In vivo detection of cortical optical changes associated with seizure activity with optical coherence tomography

Abstract

The most common technology for seizure detection is with electroencephalography (EEG), which has low spatial resolution and minimal depth discrimination. Optical techniques using near-infrared (NIR) light have been used to improve upon EEG technology and previous research has suggested that optical changes, specifically changes in near-infrared optical scattering, may precede EEG seizure onset in in vivo models. Optical coherence tomography (OCT) is a high resolution, minimally invasive imaging technique, which can produce depth resolved cross-sectional images. In this study, OCT was used to detect changes in optical properties of cortical tissue in vivo in mice before and during the induction of generalized seizure activity. We demonstrated that a significant decrease (P < 0.001) in backscattered intensity during seizure progression can be detected before the onset of observable manifestations of generalized (stage-5) seizures. These results indicate the feasibility of minimally-invasive optical detection of seizures with OCT.
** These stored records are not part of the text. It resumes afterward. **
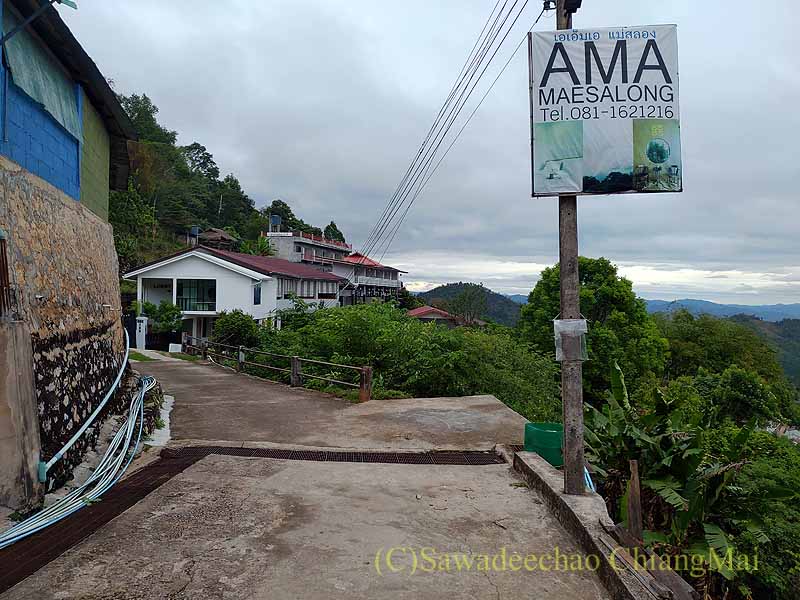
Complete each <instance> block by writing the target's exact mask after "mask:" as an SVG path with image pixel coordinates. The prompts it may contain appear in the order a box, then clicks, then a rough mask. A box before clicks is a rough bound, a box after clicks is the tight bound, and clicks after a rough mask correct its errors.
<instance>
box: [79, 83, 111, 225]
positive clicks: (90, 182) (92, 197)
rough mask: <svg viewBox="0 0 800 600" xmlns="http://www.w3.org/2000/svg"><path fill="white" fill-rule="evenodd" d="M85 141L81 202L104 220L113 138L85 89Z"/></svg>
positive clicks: (105, 219) (82, 171) (82, 151)
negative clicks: (109, 135)
mask: <svg viewBox="0 0 800 600" xmlns="http://www.w3.org/2000/svg"><path fill="white" fill-rule="evenodd" d="M81 95H82V97H83V102H82V103H81V106H82V108H83V143H82V144H81V202H82V203H83V204H84V205H85V206H86V207H87V208H88V209H89V210H91V211H92V212H93V213H94V214H96V215H97V216H99V217H101V218H102V219H103V220H106V221H107V220H108V189H109V175H108V170H109V166H110V164H111V140H110V138H109V135H108V132H107V131H106V127H105V125H104V124H103V120H102V119H101V118H100V114H99V113H98V112H97V110H95V108H94V106H92V103H91V102H89V98H88V97H87V96H86V94H85V93H84V92H83V91H81Z"/></svg>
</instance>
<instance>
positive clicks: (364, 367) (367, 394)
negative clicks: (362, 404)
mask: <svg viewBox="0 0 800 600" xmlns="http://www.w3.org/2000/svg"><path fill="white" fill-rule="evenodd" d="M370 398H372V367H361V381H360V385H359V388H358V401H359V402H367V401H368V400H370Z"/></svg>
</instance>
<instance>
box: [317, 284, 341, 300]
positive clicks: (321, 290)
mask: <svg viewBox="0 0 800 600" xmlns="http://www.w3.org/2000/svg"><path fill="white" fill-rule="evenodd" d="M317 285H318V286H319V293H318V294H317V297H318V298H319V299H320V300H335V299H336V292H337V291H338V290H337V288H338V287H339V284H338V283H337V282H335V281H320V282H319V283H318V284H317Z"/></svg>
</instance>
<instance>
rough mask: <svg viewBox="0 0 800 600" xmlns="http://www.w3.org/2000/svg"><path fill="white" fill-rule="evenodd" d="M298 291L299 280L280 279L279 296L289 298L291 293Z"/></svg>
mask: <svg viewBox="0 0 800 600" xmlns="http://www.w3.org/2000/svg"><path fill="white" fill-rule="evenodd" d="M296 293H297V281H295V280H294V279H279V280H278V297H279V298H283V299H284V300H288V299H289V298H290V297H291V294H296Z"/></svg>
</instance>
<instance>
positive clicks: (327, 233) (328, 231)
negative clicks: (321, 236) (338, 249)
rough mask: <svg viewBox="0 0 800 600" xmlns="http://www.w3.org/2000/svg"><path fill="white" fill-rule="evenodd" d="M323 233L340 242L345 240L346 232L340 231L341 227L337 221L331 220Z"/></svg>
mask: <svg viewBox="0 0 800 600" xmlns="http://www.w3.org/2000/svg"><path fill="white" fill-rule="evenodd" d="M322 235H323V236H324V237H326V238H327V239H329V240H336V241H339V242H345V241H346V240H345V239H344V234H343V233H342V232H341V231H339V228H338V227H337V226H336V223H334V222H333V221H331V222H330V223H328V224H327V225H326V226H325V230H324V231H323V232H322Z"/></svg>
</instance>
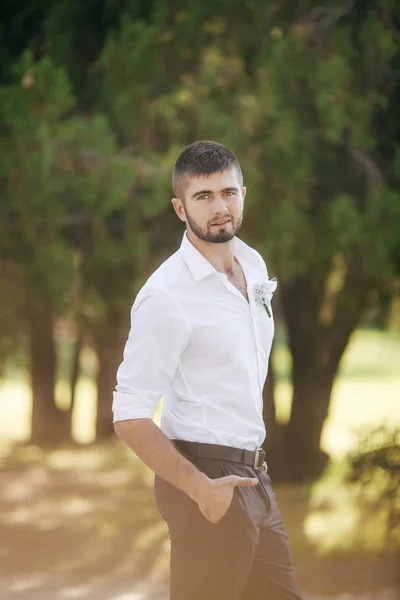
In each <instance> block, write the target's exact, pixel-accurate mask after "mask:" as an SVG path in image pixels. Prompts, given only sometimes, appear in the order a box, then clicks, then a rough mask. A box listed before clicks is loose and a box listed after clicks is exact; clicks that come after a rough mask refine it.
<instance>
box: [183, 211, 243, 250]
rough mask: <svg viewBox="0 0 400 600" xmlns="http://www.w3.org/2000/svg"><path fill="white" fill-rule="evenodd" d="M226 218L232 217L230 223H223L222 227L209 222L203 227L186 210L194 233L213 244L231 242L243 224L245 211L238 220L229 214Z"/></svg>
mask: <svg viewBox="0 0 400 600" xmlns="http://www.w3.org/2000/svg"><path fill="white" fill-rule="evenodd" d="M224 218H228V219H230V223H227V224H226V225H221V228H220V229H218V227H215V226H214V227H212V223H210V224H208V225H207V226H206V227H201V226H200V225H199V224H198V223H196V221H195V220H194V219H192V217H191V216H190V215H189V214H188V212H187V211H186V219H187V222H188V224H189V225H190V228H191V230H192V231H193V233H194V234H195V235H196V236H197V237H198V238H200V239H201V240H203V241H204V242H210V243H211V244H223V243H225V242H229V241H230V240H232V239H233V238H234V237H235V235H236V234H237V232H238V231H239V229H240V228H241V226H242V222H243V213H242V214H241V215H240V217H239V218H238V219H237V221H235V220H234V219H233V217H232V216H231V215H227V216H226V217H224Z"/></svg>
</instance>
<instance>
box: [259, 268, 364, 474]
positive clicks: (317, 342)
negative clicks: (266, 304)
mask: <svg viewBox="0 0 400 600" xmlns="http://www.w3.org/2000/svg"><path fill="white" fill-rule="evenodd" d="M353 267H354V268H353ZM317 277H318V273H316V272H315V271H314V273H313V274H312V275H307V276H304V277H302V278H300V277H299V278H297V279H296V280H295V281H294V282H292V283H290V284H289V285H282V286H281V290H280V292H281V299H282V309H283V314H284V318H285V322H286V325H287V330H288V338H289V346H290V351H291V355H292V384H293V398H292V410H291V415H290V420H289V422H288V424H287V425H285V426H279V425H277V424H275V425H274V427H273V428H272V432H274V435H272V436H271V441H269V439H268V437H267V440H266V449H267V453H268V465H269V469H270V473H271V476H272V477H273V478H274V479H275V480H277V481H290V482H293V483H295V482H306V481H314V480H316V479H317V478H318V477H319V476H320V475H321V473H322V471H323V469H324V467H325V465H326V463H327V459H328V456H327V454H326V453H325V452H323V451H322V450H321V448H320V443H321V433H322V428H323V426H324V423H325V420H326V418H327V416H328V411H329V404H330V399H331V392H332V387H333V383H334V381H335V377H336V375H337V372H338V368H339V363H340V359H341V357H342V355H343V352H344V350H345V348H346V346H347V344H348V342H349V339H350V336H351V334H352V332H353V331H354V330H355V328H356V327H357V325H358V323H359V320H360V318H361V316H362V313H363V310H364V308H365V305H366V301H367V289H366V287H365V285H361V282H360V281H359V280H358V277H357V276H356V267H355V265H353V266H352V268H351V269H350V268H349V270H348V275H347V277H346V281H345V283H344V286H343V288H342V290H341V291H340V292H339V293H338V294H337V297H336V299H335V307H336V308H335V312H334V316H333V317H332V318H331V320H330V321H329V322H326V320H325V321H324V319H322V318H321V317H320V315H321V308H322V305H323V303H324V301H325V300H326V298H324V294H323V290H324V281H321V280H319V281H318V279H317ZM265 393H266V394H267V392H265ZM267 427H268V428H270V425H269V423H268V422H267Z"/></svg>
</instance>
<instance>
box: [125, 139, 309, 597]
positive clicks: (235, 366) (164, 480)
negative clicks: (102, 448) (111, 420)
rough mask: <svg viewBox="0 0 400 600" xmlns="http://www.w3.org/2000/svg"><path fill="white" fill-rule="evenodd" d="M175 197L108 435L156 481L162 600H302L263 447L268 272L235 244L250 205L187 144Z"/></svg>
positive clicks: (225, 167) (265, 372) (139, 297)
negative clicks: (142, 464) (169, 590)
mask: <svg viewBox="0 0 400 600" xmlns="http://www.w3.org/2000/svg"><path fill="white" fill-rule="evenodd" d="M173 189H174V194H175V197H174V198H173V200H172V204H173V207H174V209H175V212H176V214H177V215H178V217H179V218H180V219H181V220H182V221H184V222H185V223H186V232H185V234H184V236H183V241H182V245H181V247H180V249H179V250H178V251H177V252H176V253H175V254H173V255H172V256H171V257H170V258H169V259H168V260H167V261H165V262H164V263H163V264H162V265H161V266H160V267H159V268H158V269H157V270H156V271H155V273H153V275H152V276H151V277H150V278H149V279H148V281H147V282H146V284H145V285H144V286H143V288H142V289H141V290H140V292H139V294H138V295H137V298H136V301H135V303H134V305H133V308H132V314H131V331H130V334H129V339H128V341H127V343H126V347H125V352H124V360H123V362H122V364H121V366H120V368H119V370H118V375H117V386H116V392H115V393H114V402H113V411H114V423H115V425H114V426H115V431H116V433H117V435H118V436H119V437H120V438H121V439H122V440H124V441H125V442H126V443H127V444H128V445H129V446H130V447H131V448H132V450H133V451H134V452H135V453H136V454H137V455H138V456H139V457H140V458H141V459H142V460H143V461H144V463H146V465H148V467H150V469H152V470H153V471H154V472H155V473H156V477H155V496H156V501H157V505H158V507H159V509H160V512H161V514H162V516H163V518H164V519H165V520H166V522H167V524H168V527H169V533H170V539H171V573H170V587H171V596H170V597H171V600H267V599H269V600H283V599H299V598H301V596H300V594H299V591H298V588H297V584H296V581H295V577H294V572H293V567H292V559H291V554H290V550H289V546H288V540H287V534H286V531H285V527H284V525H283V522H282V518H281V516H280V514H279V510H278V507H277V504H276V500H275V496H274V492H273V490H272V487H271V480H270V478H269V476H268V474H267V472H266V465H265V463H264V461H263V459H264V453H263V451H262V450H261V449H260V446H261V444H262V442H263V440H264V437H265V429H264V423H263V419H262V389H263V386H264V382H265V379H266V376H267V368H268V359H269V353H270V349H271V344H272V338H273V334H274V323H273V317H272V311H271V306H270V303H269V299H270V297H271V295H270V296H269V297H267V296H265V295H264V296H263V295H262V294H261V296H260V294H258V296H257V293H256V292H255V290H256V289H258V290H260V289H261V290H262V289H263V285H262V284H263V282H264V285H266V284H267V283H268V274H267V269H266V266H265V263H264V261H263V259H262V258H261V256H260V255H259V254H258V253H257V252H256V251H255V250H253V249H252V248H250V247H249V246H247V245H246V244H244V243H243V242H242V241H240V240H239V239H238V238H237V237H236V233H237V232H238V230H239V228H240V226H241V223H242V217H243V203H244V199H245V195H246V188H245V187H243V177H242V172H241V169H240V166H239V163H238V160H237V158H236V156H235V155H234V153H233V152H232V151H231V150H229V149H228V148H226V147H224V146H222V145H220V144H217V143H214V142H208V141H202V142H196V143H194V144H192V145H190V146H188V147H187V148H185V149H184V150H183V151H182V153H181V154H180V156H179V157H178V159H177V161H176V163H175V166H174V172H173ZM260 299H261V300H263V301H258V300H260ZM161 396H163V398H164V400H163V411H162V418H161V429H159V428H158V427H157V426H156V424H155V423H154V422H153V420H152V417H153V413H154V409H155V407H156V405H157V404H158V401H159V399H160V398H161Z"/></svg>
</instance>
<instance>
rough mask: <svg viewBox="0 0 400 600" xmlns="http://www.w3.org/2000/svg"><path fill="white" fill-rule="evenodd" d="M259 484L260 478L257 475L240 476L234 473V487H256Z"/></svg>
mask: <svg viewBox="0 0 400 600" xmlns="http://www.w3.org/2000/svg"><path fill="white" fill-rule="evenodd" d="M257 484H258V479H257V478H256V477H238V476H237V475H234V480H233V481H232V487H254V486H255V485H257Z"/></svg>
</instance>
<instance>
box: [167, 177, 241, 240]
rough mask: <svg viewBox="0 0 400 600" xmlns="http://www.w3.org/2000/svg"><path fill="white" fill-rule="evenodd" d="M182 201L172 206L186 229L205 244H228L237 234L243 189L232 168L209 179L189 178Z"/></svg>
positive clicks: (186, 181)
mask: <svg viewBox="0 0 400 600" xmlns="http://www.w3.org/2000/svg"><path fill="white" fill-rule="evenodd" d="M185 183H186V186H185V187H184V192H183V193H184V199H179V198H174V199H173V200H172V203H173V205H174V208H175V212H176V213H177V215H178V217H179V218H180V219H181V220H182V221H185V222H186V226H187V228H188V230H191V231H192V232H193V234H194V235H195V236H197V237H198V238H200V239H201V240H203V241H205V242H211V243H214V244H219V243H223V242H228V241H229V240H231V239H232V238H233V237H234V236H235V235H236V233H237V232H238V231H239V229H240V226H241V224H242V220H243V202H244V197H245V195H246V188H245V187H243V186H242V183H241V180H240V175H239V173H238V172H237V170H236V169H235V168H232V169H229V170H228V171H223V172H222V173H213V174H212V175H209V176H208V177H204V176H200V177H190V176H188V178H187V181H186V182H185Z"/></svg>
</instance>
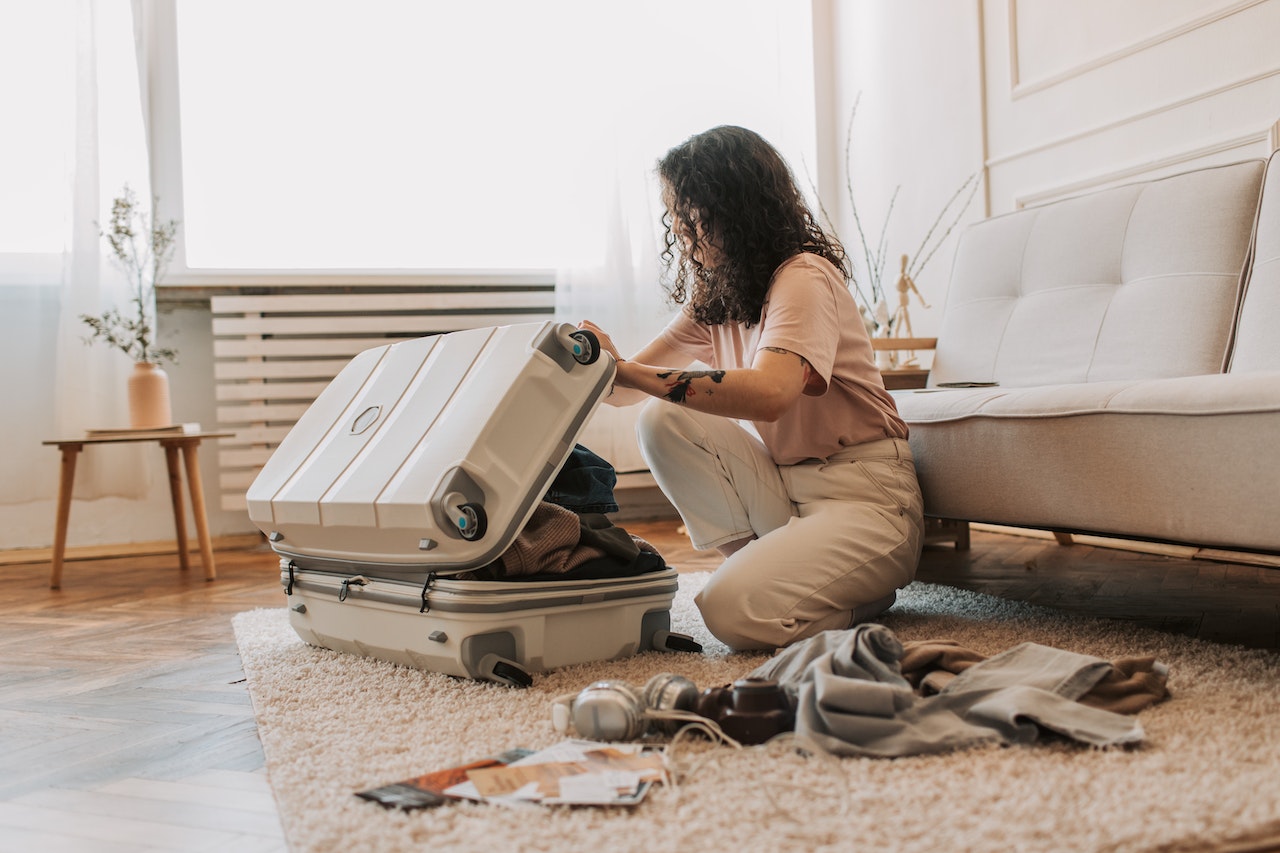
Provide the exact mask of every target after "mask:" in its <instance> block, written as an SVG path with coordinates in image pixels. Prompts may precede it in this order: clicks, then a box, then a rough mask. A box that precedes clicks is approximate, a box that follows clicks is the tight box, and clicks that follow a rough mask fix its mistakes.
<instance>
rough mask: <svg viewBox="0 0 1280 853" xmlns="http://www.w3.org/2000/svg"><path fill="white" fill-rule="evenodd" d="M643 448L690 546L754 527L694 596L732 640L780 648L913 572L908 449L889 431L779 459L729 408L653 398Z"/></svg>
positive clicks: (919, 527) (646, 409)
mask: <svg viewBox="0 0 1280 853" xmlns="http://www.w3.org/2000/svg"><path fill="white" fill-rule="evenodd" d="M636 429H637V435H639V439H640V450H641V452H643V453H644V457H645V460H646V461H648V464H649V469H650V470H652V471H653V475H654V479H657V482H658V485H659V487H660V488H662V491H663V492H664V493H666V494H667V497H668V498H669V500H671V502H672V503H673V505H675V506H676V508H677V510H678V511H680V515H681V519H684V521H685V526H686V528H687V529H689V537H690V539H691V540H692V543H694V547H696V548H714V547H717V546H721V544H726V543H730V542H736V540H739V539H745V538H750V537H755V538H756V539H755V540H754V542H751V543H749V544H748V546H746V547H744V548H741V549H740V551H737V552H736V553H733V555H732V556H730V557H728V558H726V560H724V562H723V564H722V565H721V566H719V569H717V570H716V573H714V574H713V575H712V578H710V580H709V581H708V583H707V587H705V588H704V589H703V592H701V593H700V594H699V596H698V598H696V603H698V608H699V610H700V611H701V615H703V620H704V621H705V622H707V628H708V629H709V630H710V633H712V634H714V635H716V637H717V638H719V639H721V640H722V642H723V643H726V644H727V646H730V647H731V648H735V649H758V648H777V647H781V646H787V644H790V643H795V642H796V640H801V639H805V638H808V637H813V635H815V634H818V633H820V631H824V630H828V629H846V628H850V626H851V625H854V624H856V622H860V621H865V620H868V619H872V617H874V616H877V615H878V613H879V612H882V611H883V610H886V608H888V607H890V606H891V605H892V603H893V601H895V590H896V589H900V588H901V587H905V585H906V584H909V583H910V581H911V579H913V578H914V576H915V569H916V565H918V564H919V560H920V548H922V546H923V540H924V517H923V501H922V498H920V487H919V483H918V482H916V479H915V464H914V461H913V460H911V448H910V446H909V444H908V443H906V441H902V439H892V438H887V439H883V441H877V442H869V443H865V444H858V446H855V447H849V448H845V450H844V451H841V452H840V453H837V455H835V456H832V457H829V459H826V460H814V461H806V462H801V464H799V465H776V464H774V462H773V460H772V457H771V456H769V452H768V451H767V450H765V447H764V444H763V443H762V442H760V439H759V438H758V437H756V435H755V434H754V433H751V432H749V430H746V429H744V428H742V427H741V425H740V424H739V423H737V421H735V420H731V419H728V418H718V416H714V415H703V414H699V412H695V411H690V410H687V409H684V407H681V406H676V405H672V403H669V402H666V401H652V402H649V403H648V405H646V406H645V409H644V411H643V412H641V414H640V419H639V421H637V428H636Z"/></svg>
Keywords: (100.2960) Image analysis; (110.4500) Optical coherence tomography; (170.3880) Medical and biological imaging.

Fig. 1

Schematic of the SD-OCT system. SLD: superluminescent diode, lsc: line scan camera, gm: galvanometer.

Fig. 2

Reduction in intensity during seizure progression. (A) OCT images of mice brain, one for each experiment, acquired in vivo with axial and lateral resolutions of 8 µm and 20 µm respectively. The red boxes indicate the ROIs used for average intensity calculations. The scale bar is 0.5 mm. (B) Plots of normalized intensity (NI) from the ROIs on left over time. The occurrences of the experimental steps are indicated: S: Saline injection (first red bar), PTZ: PTZ injection (second red bar), FMJ: Facial myoclonic jerks (green dashed line), FS: Full stage-5 seizure (blue dashed line). The gray region is the 2SD interval above and below the mean of the 10 min baseline.

Fig. 3

OCT-detected “optical threshold” precedes myoclonic jerks and full seizure. Latency from PTZ injection (min) displayed for optical threshold (defined as 2SD change in intensity), myoclonic jerks, and full stage-5 (generalized tonic-clonic) seizure. Optical threshold crossing preceded both myoclonic jerks (focal seizure) and generalized seizure, indicating the ability of OCT to optically detect pre-seizure state.

Fig. 4

Plot of the three average slopes: Baseline, Post saline injection, and Post PTZ injection. The average slopes were calculated from four seizure experimental data sets. The interval bars were calculated with a 90% confidence interval using the t-distribution. NI: Normalized Intensity, t: time (min), Inj.: Injection.